Naive T cells are commonly characterized by the surface expression of L-selectin and C-C Chemokine receptor type 7 ; the absence of the activation markers CD25, CD44 or CD69; and the absence of memory CD45RO isoform. They also express functional IL-7 receptors, consisting of subunits IL-7 receptor-α, CD127, and common-γ chain, CD132. In the naive state, T cells are thought to require the common-gamma chain cytokines IL-7 and IL-15 for homeostatic survival mechanisms. While naive T cells are regularly regarded as a developmentally synchronized and fairly homogeneous and quiescent cell population, only differing in T cell receptor specificity, there is increasing evidence that naive T cells are actually heterogeneous in phenotype, function, dynamics and differentiation status, resulting in a whole spectrum of naive cells with different properties. For instance, some non-naive T cells express surface markers similar to naive T cells, some antigen-naive T cells have lost their naive phenotype, and some T cells are incorporated within the naive T cell phenotype but are a different T cell subset. It is important to appreciate these differences when assessing naive T cells. Majority of human naive T cells are produced very early in life when infant's thymus is large and functional. Decrease in naive T cell production due to involution of the thymus with age is compensated by so called "peripheral proliferation" or "homeostatic proliferation" of naive T cells which have emigrated from the thymus earlier in life. The homeostatic proliferation causes change to naive T cell gene expression and i.e. is manifested by acquisition of CD25 surface protein expression.
Function
Naive T cells can respond to novel pathogens that the immune system has not yet encountered. Recognition by a naive T cell clone of its cognate antigen results in the initiation of an immune response. In turn, this results in the T cell acquiring an activated phenotype seen by the up-regulation of surface markers CD25+, CD44+, CD62Llow, CD69+ and may further differentiate into a memory T cell. Having adequate numbers of naive T cells is essential for the immune system to continuously respond to unfamiliar pathogens.

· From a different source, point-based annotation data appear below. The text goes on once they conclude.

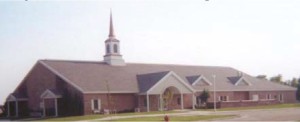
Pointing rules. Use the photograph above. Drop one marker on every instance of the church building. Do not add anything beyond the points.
(65, 88)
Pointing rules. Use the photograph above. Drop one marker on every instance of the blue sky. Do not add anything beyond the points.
(254, 36)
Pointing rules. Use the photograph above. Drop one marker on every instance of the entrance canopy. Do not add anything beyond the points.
(16, 97)
(50, 93)
(157, 83)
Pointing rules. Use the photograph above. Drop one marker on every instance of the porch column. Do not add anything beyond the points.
(44, 108)
(193, 100)
(55, 103)
(148, 106)
(17, 109)
(181, 95)
(8, 111)
(161, 102)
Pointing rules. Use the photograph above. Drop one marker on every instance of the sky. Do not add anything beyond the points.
(253, 36)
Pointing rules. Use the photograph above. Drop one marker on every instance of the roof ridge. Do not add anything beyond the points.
(194, 65)
(74, 61)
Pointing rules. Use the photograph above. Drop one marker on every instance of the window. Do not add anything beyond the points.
(115, 48)
(269, 96)
(96, 104)
(255, 97)
(145, 102)
(223, 98)
(107, 48)
(281, 97)
(179, 101)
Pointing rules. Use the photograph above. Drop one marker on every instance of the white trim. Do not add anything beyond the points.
(232, 90)
(60, 75)
(181, 100)
(12, 98)
(98, 102)
(92, 104)
(8, 107)
(168, 75)
(199, 80)
(17, 109)
(56, 108)
(242, 79)
(148, 106)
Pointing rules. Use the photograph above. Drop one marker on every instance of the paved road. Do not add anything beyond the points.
(284, 114)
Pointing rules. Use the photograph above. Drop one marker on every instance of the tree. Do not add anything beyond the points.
(298, 90)
(277, 79)
(294, 82)
(204, 96)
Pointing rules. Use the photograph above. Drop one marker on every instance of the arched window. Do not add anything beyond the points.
(107, 48)
(115, 48)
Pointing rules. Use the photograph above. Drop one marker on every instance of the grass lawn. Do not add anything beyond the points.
(98, 116)
(261, 107)
(176, 118)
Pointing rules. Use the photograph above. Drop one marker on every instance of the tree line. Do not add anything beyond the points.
(294, 82)
(278, 79)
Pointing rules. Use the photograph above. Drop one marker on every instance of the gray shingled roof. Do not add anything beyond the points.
(135, 78)
(192, 79)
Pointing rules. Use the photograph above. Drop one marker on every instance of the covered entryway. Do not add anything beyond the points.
(16, 105)
(164, 90)
(49, 103)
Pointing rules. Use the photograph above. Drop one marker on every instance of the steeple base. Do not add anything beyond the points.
(114, 60)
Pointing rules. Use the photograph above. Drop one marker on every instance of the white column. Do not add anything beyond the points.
(181, 96)
(193, 100)
(160, 102)
(215, 105)
(148, 106)
(55, 104)
(44, 108)
(17, 109)
(8, 107)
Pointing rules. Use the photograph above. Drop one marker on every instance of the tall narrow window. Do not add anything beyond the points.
(115, 48)
(281, 97)
(145, 102)
(107, 48)
(179, 101)
(96, 104)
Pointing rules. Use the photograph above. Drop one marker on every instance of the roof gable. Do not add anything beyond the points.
(198, 80)
(146, 81)
(50, 93)
(239, 81)
(185, 87)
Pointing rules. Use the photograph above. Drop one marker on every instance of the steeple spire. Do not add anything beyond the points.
(111, 27)
(113, 56)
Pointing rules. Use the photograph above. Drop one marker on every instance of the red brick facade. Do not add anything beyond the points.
(76, 102)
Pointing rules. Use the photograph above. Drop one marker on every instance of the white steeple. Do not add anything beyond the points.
(112, 48)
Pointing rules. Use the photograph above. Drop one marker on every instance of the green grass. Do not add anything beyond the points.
(261, 107)
(98, 116)
(176, 118)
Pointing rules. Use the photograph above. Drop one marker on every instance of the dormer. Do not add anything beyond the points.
(239, 81)
(198, 80)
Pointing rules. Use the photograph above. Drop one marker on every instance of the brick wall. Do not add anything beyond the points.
(120, 102)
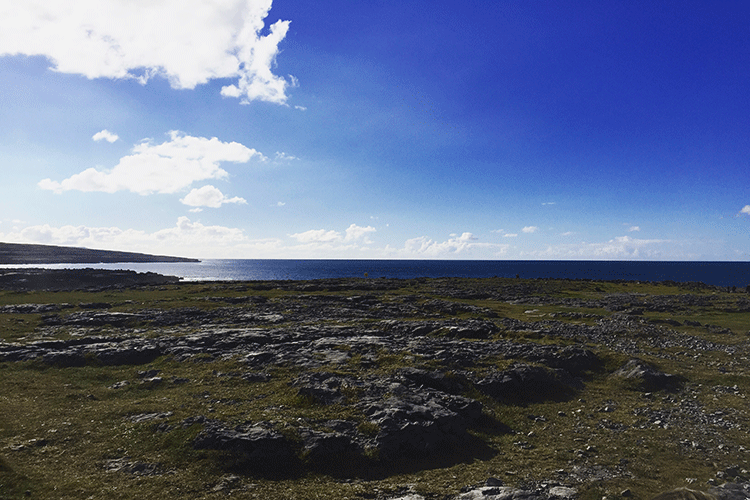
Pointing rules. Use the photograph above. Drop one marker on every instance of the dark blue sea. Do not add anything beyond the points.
(714, 273)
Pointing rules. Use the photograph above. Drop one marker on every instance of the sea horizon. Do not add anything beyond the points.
(719, 273)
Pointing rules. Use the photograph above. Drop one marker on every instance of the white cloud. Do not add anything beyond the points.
(160, 168)
(105, 135)
(355, 232)
(190, 42)
(620, 247)
(281, 156)
(352, 233)
(209, 196)
(458, 245)
(317, 236)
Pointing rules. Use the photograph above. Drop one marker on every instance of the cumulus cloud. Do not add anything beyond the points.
(620, 247)
(281, 156)
(209, 196)
(105, 135)
(317, 235)
(454, 246)
(160, 168)
(187, 41)
(352, 233)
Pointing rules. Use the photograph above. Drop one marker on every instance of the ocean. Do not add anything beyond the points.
(713, 273)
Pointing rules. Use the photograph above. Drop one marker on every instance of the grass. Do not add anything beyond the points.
(60, 426)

the tyrosine kinaseLck which is associated with co-receptors CD4 and CD8: is engaged to phosphorylate the CD3 coreceptor complex and ζ-chains of the TCR and to recruit and activate the ζ-chain- associated protein Zap70
activated Zap70 in turn phosphorylates the membrane adaptor Lat, which subsequently recruits several Src homology domain–containing proteins, including phospholipase C-γ1
An alternative "non-classical" pathway involves activated Zap70 directly phosphorylating the p38 MAPK that in turn induces the expression of the vitamin D receptor. Furthermore, the expression of PLC-γ1 is dependent on VDR activated by calcitriol. Naive T cells have very low expression of VDR and PLC-γ1. However, activated TCR signaling through p38 upregulates VDR expression and calcitriol activated VDR, in turn, upregulates PLC-γ1 expression. Hence the activation of naive T cells is crucially dependent on adequate calcitriol levels. In summary, activation of T cells first requires activation through the non-classical pathway to increase expression of VDR and PLC-γ1 before activation through the classical pathway can proceed. This provides a delayed response mechanism where the innate immune system is allowed time to clear an infection before the inflammatory T cell mediated adaptive immune response kicks in.